Autistic children will show a deficit in social learning such that they don't engage in those reciprocal moments with their caregiver...that is, they tend not to be inclined to share their joys with others or to make eye contact and recognize the emotions of people around them. It must be difficult for the parents of autistic children in that they don't receive loving, reciprocal feedback from the child. It can come with practice and learning, but those parents are initially fueled by love for a being they've created; filled with dedication but pained by the dearth of connection.
So it is with my rats, sometimes. They were lab rats (an amusing choice for a psych major, I thought) and weren't socialized well as pups. Getting them used to me has felt like a chore much of the time, and I've felt guilty for that. You get angry at them. Like when one hides under a dresser for a full twelve hours until you have to force it out by prodding it with whatever object you can find.
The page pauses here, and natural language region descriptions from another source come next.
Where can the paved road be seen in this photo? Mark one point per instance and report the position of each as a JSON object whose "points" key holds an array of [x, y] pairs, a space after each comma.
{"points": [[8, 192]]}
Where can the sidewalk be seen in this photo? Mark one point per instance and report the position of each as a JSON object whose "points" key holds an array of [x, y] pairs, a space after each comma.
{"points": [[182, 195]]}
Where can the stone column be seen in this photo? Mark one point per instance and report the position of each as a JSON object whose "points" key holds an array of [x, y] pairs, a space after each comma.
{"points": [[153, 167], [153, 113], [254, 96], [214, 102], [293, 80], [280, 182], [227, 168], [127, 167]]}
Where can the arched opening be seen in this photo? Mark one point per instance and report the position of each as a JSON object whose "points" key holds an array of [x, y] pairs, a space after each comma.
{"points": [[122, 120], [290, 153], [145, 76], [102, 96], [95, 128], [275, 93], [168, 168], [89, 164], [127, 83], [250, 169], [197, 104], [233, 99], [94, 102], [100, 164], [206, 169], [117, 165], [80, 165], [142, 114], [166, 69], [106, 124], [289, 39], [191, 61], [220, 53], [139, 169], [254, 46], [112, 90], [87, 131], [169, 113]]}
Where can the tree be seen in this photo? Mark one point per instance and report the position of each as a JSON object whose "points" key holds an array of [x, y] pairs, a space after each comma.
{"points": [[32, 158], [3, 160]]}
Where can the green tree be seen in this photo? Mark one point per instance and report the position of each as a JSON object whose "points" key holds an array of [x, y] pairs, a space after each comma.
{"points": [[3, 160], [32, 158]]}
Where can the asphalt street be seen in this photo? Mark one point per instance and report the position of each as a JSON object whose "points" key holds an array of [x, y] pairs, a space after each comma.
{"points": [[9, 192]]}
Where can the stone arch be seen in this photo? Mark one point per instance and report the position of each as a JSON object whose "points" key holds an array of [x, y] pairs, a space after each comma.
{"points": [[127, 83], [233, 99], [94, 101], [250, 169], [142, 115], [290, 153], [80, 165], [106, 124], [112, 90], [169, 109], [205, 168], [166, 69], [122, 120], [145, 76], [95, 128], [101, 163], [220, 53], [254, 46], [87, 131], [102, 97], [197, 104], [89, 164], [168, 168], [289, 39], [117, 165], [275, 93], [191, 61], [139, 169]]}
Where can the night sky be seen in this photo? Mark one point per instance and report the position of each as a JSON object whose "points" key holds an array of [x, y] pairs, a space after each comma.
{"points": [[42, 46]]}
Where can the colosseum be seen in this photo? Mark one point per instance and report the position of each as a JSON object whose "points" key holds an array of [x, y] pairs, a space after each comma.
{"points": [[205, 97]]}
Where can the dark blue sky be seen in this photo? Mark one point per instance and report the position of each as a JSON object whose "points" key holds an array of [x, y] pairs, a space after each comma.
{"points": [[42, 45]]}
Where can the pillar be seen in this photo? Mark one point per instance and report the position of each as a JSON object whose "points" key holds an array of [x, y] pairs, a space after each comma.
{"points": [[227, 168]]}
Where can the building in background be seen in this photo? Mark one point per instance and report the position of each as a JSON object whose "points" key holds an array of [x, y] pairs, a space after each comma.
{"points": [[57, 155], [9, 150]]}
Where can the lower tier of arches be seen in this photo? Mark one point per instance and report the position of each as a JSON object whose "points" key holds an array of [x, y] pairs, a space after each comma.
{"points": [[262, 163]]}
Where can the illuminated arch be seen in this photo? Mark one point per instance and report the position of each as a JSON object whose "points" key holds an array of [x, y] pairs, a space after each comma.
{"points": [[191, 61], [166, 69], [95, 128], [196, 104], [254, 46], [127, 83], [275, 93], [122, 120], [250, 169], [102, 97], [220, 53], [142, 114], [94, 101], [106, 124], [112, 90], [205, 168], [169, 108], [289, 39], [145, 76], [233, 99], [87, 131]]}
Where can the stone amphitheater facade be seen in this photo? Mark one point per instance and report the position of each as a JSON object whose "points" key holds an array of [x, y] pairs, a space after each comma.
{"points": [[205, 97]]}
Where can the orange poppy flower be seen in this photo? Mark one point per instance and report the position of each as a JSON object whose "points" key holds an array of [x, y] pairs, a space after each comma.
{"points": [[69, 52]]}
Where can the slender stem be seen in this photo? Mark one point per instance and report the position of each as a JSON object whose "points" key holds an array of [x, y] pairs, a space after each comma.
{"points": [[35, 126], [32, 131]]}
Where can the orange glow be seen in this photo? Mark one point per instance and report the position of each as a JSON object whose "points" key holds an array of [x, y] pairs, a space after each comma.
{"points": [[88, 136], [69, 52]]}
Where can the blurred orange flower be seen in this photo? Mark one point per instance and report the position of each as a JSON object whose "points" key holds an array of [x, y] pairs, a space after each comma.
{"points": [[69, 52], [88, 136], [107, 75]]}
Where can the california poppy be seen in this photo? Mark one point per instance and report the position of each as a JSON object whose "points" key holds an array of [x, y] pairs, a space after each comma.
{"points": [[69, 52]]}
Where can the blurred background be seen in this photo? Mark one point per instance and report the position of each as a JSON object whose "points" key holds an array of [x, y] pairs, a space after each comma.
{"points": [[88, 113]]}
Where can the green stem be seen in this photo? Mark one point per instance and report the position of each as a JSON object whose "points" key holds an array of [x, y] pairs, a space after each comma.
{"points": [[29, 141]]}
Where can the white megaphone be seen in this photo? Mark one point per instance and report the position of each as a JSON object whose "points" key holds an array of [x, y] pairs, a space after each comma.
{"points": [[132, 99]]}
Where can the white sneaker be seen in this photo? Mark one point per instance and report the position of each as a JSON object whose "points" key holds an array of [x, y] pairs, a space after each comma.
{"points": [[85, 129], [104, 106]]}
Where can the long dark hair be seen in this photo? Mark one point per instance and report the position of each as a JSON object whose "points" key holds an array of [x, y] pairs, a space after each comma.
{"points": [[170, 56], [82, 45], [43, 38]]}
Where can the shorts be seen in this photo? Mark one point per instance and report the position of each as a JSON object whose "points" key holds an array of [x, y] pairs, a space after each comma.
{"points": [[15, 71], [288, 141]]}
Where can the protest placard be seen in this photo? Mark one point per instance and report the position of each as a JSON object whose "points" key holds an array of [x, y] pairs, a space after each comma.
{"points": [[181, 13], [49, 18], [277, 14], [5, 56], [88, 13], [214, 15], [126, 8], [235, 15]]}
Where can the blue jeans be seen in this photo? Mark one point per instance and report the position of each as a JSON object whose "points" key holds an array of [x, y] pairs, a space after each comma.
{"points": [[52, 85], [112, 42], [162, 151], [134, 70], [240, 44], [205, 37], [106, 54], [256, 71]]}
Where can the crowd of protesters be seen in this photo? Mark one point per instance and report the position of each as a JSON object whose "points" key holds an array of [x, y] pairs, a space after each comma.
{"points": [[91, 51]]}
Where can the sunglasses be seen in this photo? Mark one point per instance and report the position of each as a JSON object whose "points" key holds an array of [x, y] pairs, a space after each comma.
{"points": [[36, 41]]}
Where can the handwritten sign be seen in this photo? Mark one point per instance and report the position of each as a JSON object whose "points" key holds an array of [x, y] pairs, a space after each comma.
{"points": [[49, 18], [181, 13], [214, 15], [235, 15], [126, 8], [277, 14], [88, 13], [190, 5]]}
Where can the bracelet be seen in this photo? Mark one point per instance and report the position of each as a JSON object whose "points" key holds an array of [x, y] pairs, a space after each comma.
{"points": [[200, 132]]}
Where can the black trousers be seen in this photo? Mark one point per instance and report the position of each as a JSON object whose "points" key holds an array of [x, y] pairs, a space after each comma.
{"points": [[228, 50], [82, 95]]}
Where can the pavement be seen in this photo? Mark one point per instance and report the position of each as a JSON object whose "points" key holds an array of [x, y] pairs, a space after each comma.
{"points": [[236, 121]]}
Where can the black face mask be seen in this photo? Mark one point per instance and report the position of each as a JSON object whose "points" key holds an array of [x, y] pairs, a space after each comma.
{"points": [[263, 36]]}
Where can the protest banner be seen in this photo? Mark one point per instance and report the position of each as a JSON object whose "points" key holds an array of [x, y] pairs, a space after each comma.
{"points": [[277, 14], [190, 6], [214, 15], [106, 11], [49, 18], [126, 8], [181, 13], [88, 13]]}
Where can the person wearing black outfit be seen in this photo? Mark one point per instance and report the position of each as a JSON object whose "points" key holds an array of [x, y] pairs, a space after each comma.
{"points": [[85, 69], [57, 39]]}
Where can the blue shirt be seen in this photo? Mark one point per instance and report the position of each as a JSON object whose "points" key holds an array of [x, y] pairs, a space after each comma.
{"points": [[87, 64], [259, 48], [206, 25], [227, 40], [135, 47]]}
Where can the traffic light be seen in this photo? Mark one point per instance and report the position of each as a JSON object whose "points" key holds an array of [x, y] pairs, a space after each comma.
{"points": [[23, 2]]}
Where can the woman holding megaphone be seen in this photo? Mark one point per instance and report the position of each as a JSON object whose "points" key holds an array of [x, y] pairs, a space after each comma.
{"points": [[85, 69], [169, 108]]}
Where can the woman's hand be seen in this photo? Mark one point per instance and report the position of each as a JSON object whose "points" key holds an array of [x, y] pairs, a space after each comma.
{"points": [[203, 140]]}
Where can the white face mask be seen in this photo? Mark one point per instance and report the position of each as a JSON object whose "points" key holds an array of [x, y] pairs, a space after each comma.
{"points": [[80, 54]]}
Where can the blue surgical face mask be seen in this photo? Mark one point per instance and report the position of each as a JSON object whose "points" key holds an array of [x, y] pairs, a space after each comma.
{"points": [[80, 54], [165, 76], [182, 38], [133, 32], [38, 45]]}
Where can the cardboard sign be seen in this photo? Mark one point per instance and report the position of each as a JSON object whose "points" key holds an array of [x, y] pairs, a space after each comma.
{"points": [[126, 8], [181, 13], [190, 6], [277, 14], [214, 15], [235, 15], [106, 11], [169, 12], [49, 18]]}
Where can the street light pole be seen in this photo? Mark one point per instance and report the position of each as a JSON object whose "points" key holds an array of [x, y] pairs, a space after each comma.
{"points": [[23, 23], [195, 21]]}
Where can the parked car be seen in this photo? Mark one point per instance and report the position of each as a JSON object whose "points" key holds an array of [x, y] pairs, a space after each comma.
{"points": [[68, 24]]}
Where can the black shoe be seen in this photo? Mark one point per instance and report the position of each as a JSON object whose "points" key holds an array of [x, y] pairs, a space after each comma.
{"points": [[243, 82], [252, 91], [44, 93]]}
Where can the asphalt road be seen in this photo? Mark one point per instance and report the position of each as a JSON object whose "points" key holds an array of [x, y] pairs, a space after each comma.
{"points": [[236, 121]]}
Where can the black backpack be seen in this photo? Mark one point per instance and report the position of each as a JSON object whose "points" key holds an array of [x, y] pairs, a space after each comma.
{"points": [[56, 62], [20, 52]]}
Since autism is a spectral disorder, different levels of functioning and different areas of impairment manifest for each child. The literature strongly suggests that initial levels of impairment play a large role in how much progress can be made. From the beginning, it was clear that Finkle was a more curious and adventurous rat. Einhorn (aptly named, with its linguistic approximation to Eeyore) tended to be less active and more fearful. Finkle has made a lot more progress since October 30th when I first got them, and frankly, I'm not sure I have the patience to do the things that will push Einhorn toward comfort. An active person like myself has difficultly sitting in one place, hands still as winter trees, waiting for a rodent's natural curiosity to override its fear. We're talking up to an hour of loving persistence when I have homework to do and finals to study for. Add to that the depressive's fear that when I slow down, I stop.
And yet, they're my beautifuls. They're my obligation and my annoying reason for taking action each day. Those tiny paws...they rest on your index finger while they survey the array of thoughtfully chosen munchables arranged in your hand. They let you see their faces while they scan the terrain for danger, heads weaving side to side like they've developed some kind of neurological disorder. Fuck the rats. And they're mine. And they reject me. And I'm their world now.